Curve operations modulo a number of the form 2^b - k are easy to
implement efficiently if there is a regular arrangement of limb sizes
small enough that an operation of the form (a+b)*(c+d) can be
performed without carrying the inputs to the multiplication, and with
reduction modulo x^l - k performed during the multiplication, for both
signed 64-bit and unsigned 128-bit multiplication-result lengths.
For example:
* Curve25519 coordinates can be represented using a repeating sequence
(26, 25, 26, 25, ...) of 10 limb sizes on 32-bit processors or 5
uniform 51-bit limbs on 64-bit processors. Considering the 32-bit
representation: the sum of two coordinates has at most 27 bits per
limb, k=19 fits in 5 bits, and the number of limbs 10 fits in 4
bits, so multiplication can produce 27*2 + 5 + 4 = 63-bit limbs,
which is clearly safe; I don't have to find a more precise estimate
to justify implementing that multiplication routine.

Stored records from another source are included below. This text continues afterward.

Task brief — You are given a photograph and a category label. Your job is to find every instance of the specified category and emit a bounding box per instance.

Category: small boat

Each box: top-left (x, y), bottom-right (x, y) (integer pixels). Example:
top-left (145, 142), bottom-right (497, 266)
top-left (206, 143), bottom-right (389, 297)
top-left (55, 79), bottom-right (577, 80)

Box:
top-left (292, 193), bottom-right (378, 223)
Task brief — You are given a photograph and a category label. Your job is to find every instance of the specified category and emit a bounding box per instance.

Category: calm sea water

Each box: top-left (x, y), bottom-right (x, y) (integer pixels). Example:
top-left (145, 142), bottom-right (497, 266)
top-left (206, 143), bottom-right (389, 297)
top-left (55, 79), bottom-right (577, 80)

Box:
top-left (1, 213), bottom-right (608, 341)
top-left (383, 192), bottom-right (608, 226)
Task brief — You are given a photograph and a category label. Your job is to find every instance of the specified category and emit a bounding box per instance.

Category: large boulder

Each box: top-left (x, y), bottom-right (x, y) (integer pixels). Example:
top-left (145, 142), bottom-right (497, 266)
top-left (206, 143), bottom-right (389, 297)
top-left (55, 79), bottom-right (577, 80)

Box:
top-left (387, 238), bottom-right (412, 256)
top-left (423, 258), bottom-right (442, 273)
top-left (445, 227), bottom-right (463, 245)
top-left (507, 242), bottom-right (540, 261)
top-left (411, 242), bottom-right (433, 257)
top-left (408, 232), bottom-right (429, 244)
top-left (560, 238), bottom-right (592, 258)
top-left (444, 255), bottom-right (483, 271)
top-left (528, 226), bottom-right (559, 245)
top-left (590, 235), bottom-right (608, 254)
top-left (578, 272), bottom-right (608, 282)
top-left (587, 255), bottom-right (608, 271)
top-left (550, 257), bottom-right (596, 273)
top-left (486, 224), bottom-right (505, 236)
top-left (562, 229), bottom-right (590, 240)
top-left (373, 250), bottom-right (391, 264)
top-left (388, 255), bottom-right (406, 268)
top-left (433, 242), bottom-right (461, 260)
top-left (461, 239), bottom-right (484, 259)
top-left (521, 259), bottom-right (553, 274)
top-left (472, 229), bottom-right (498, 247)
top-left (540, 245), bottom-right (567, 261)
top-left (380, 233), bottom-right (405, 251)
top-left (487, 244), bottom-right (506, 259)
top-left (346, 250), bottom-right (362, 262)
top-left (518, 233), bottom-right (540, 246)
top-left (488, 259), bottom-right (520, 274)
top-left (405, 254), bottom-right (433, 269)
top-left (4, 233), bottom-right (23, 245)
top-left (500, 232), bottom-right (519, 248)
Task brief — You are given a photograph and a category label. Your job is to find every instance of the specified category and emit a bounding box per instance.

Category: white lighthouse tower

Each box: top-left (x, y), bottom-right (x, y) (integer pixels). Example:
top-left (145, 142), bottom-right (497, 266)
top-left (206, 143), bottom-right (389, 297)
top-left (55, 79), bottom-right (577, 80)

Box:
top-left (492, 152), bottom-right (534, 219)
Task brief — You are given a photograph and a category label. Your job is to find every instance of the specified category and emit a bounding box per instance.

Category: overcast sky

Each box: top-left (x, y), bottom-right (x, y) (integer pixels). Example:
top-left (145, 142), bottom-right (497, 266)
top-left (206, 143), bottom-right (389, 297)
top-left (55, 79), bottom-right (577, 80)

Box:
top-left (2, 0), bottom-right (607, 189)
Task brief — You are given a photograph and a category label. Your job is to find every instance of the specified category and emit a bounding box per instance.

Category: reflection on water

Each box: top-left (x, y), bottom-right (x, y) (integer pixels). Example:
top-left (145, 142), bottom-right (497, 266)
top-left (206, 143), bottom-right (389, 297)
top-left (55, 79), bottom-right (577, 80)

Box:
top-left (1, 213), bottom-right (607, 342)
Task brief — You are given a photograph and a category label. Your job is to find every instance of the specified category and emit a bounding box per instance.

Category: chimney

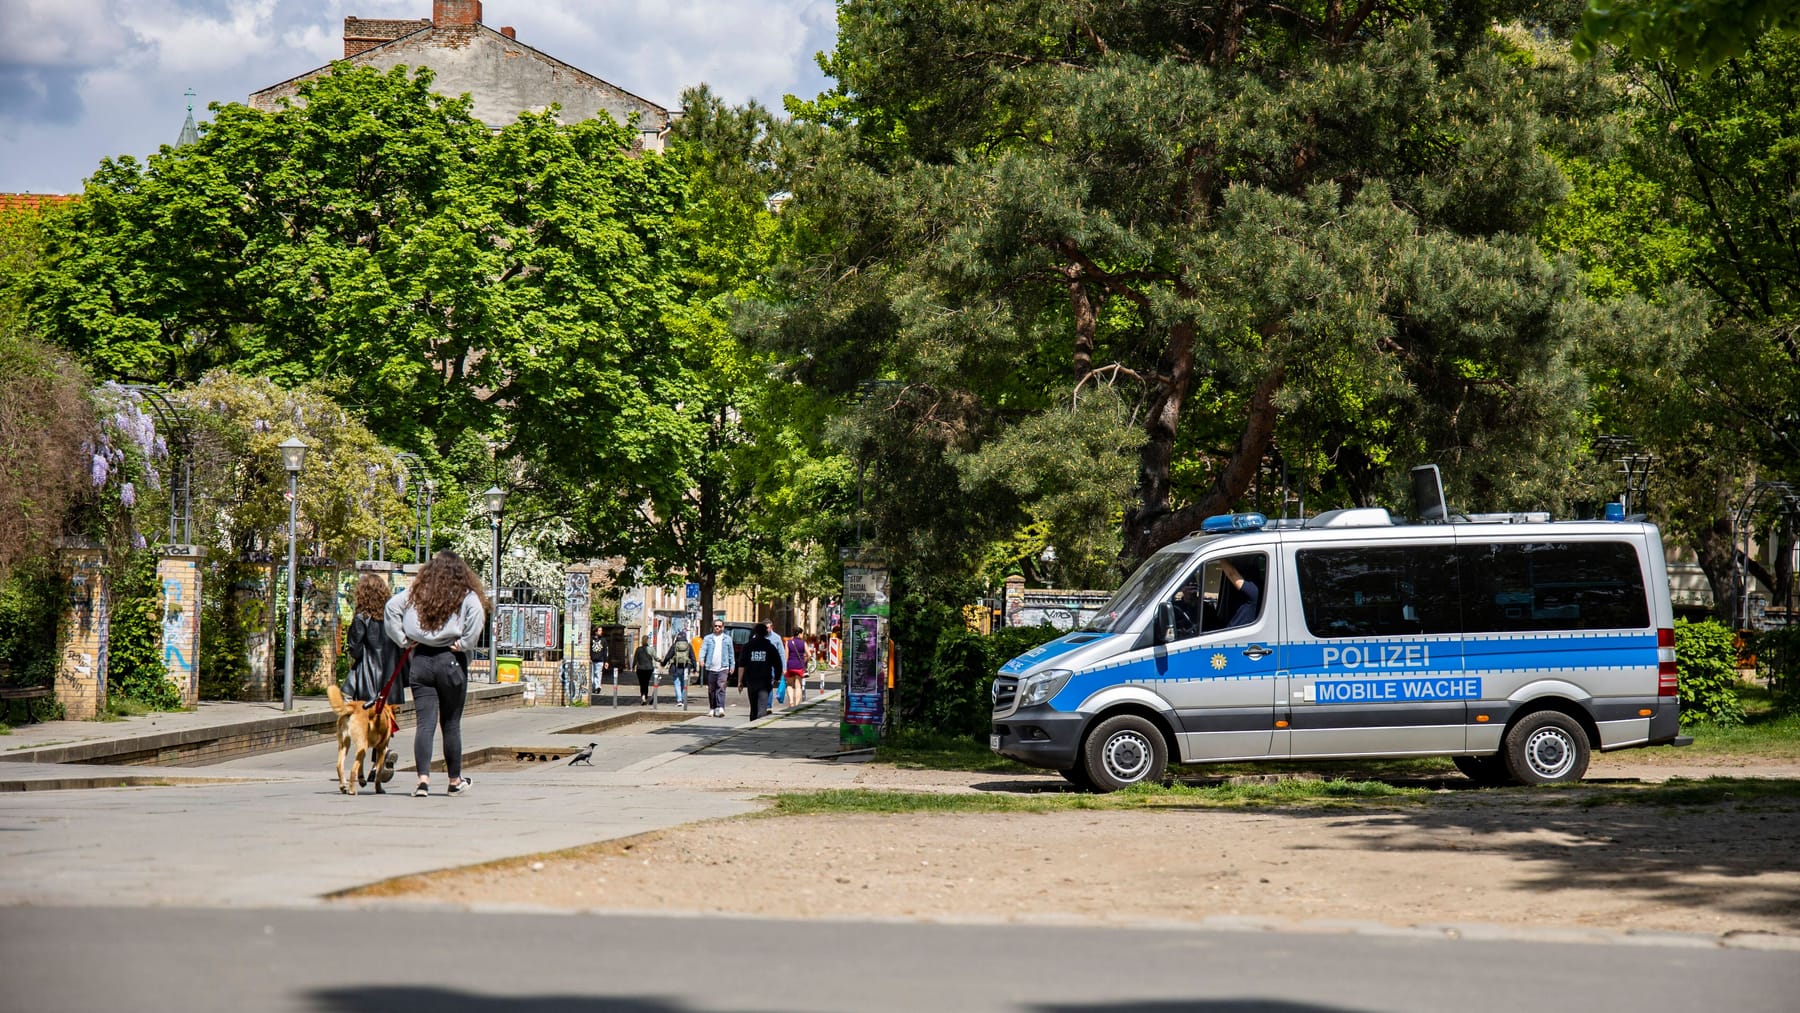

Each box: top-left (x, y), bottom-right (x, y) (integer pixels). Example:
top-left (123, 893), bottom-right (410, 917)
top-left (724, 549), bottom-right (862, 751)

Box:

* Curve1174 coordinates (mod 2^251 - 9) can be represented using a
sequence of (26, 25, 25, 25, ...)-bit limbs (with no repeating
pattern) on 32-bit processors, or (51, 50, 50, 50, 50)-bit limbs on
64-bit processors. The 64-bit pattern is tolerable, though it
requires a specialized multiply routine, but I don't see a good way
to vectorize the 32-bit computation as-is. Since 9 is a really
small number, it's possible to add another bit (so the modulus is
2^252 - 18, and there's a 5-limb pattern of (26,25,25,25,25)-bit
limbs) to make carries vectorizable in the 32-bit computation, but
since there is no longer a significant benefit of Curve1174 over
Curve25519, it's not worth implementing.
* Curve3617 coordinates (mod 2^414 - 17) can be represented in four
reasonable ways: a uniform sequence of 9 46-bit or 18 23-bit limbs
(trivial to implement), two repetitions of (52,52,52,51)-bit limbs
(faster than the 9-limb representation), or two repetitions of
(26,26,26,26,26,26,26,25)-bit limbs (faster than the 18-limb
representation, and still (just barely) safe). Carries are
vectorizable for all of these representations.
* E-382 coordinates (mod 2^382 - 105) have a vectorizable 16-limb
representation for 32-bit processors (same shape as that for
Curve3617, with two fewer bits per limb), but that's as long as for
Curve3617, and to obtain a lower security level. Because 105 is so
large, even a 15-limb representation requires that reduction modulo
x^15 - 105 be separated from multiplication, and carries do not
appear to be easily vectorizable.
* M-383 coordinates (mod 2^383 - 187) are worse than E-382: no obvious
way to vectorize carries for the 16-limb representation, and 187 is
even bigger than 105.
* E-222 coordinates (mod 2^222 - 117) just barely allow a 9-limb
representation (which should be a repeating pattern of (25, 25, 24)
bits) on 32-bit processors, and allows a 4-limb representation (56,
55, 56, 55) on 64-bit processors. M-221 allows 32-bit processors to
use an 8-limb representation (not obviously vectorizable) for a
group two bits smaller, and can be expanded to 2^222 - 6 to use the
same 9-limb pattern as E-222 if that turns out to be faster. The
coordinate field of M-221 is strictly better than E-222 now that
Elligator 2 is available.
The NSA curves' coordinate fields essentially require an
assembly-language implementation, but have two benefits: (a) there is
software already available to operate in those fields, and (b) there
are hardware devices which implement those fields, and it should be
possible for manufacturers to extend future versions of them to
support a Montgomery/Edwards curve over the same field with somewhat
less cost than over a different field.
> Also, the curve over F_{2^521 - 1} (which was, in a different form,
> independently discovered by Mike Hamburg, and then also by Dan Bernstein
> and
> Tanja Lange) is ugly?
I had forgotten about E-521.
Initially, I had thought that 2^521 - 1 would have a non-vectorizable
limb pattern on 32-bit processors (where vectorization currently
matters). I have since noticed that the modulus could be enlarged to
2^522 - 2, which has a vectorizable 20-limb pattern on 32-bit
processors. It's still not as implementation-friendly a field as
Curve3617 has, but it's not as ugly as 2^b - k with k>100.